Netanyahu and other Israeli officials have downplayed tensions, issuing assurances that Israel wants peace with its neighbors. Israel asked the United States to tell Syria that the Israelis are committed to peace and hope to resume talks without preconditions.

American Neo-Nazi Jailed For Four Years in Germany

The Washington Post
BERLIN

Gary Rex Lauck, an American neo-Nazi who proclaims to admire Adolf Hitler, was sentenced to four years in jail Thursday on conviction of inciting racial hatred and disseminating illegal propaganda in Germany.

Lauck, from Lincoln, Neb., broke a self-imposed silence that he had maintained throughout the four-month trial in Hamburg, shouting in slightly American-accented German as security guards led him away: "Neither the Communists nor the Nazis would ever have dared kidnap an American citizen. The fight will go on."
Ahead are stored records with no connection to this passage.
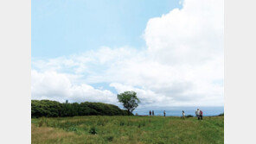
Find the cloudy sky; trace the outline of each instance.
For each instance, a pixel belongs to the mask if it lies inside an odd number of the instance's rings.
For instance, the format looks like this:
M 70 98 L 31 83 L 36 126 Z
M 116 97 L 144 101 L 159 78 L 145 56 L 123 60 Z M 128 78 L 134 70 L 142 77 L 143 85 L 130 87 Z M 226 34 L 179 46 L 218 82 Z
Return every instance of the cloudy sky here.
M 223 0 L 32 1 L 32 99 L 223 106 Z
The outburst reflected his insistence that he was wrongly arrested in Denmark March 1995 and extradited to Hamburg last August to face charges here that would not exist in the United States under U.S. freedom of speech laws. His lawyer, Hans-Otto Sieg, immediately said he will appeal the sentence on grounds that the so-called Farm Belt Fuehrer's Nebraska-based mail order exports are legal in the United States despite Germany's draconian laws punishing neo-Nazi propaganda and paraphernalia.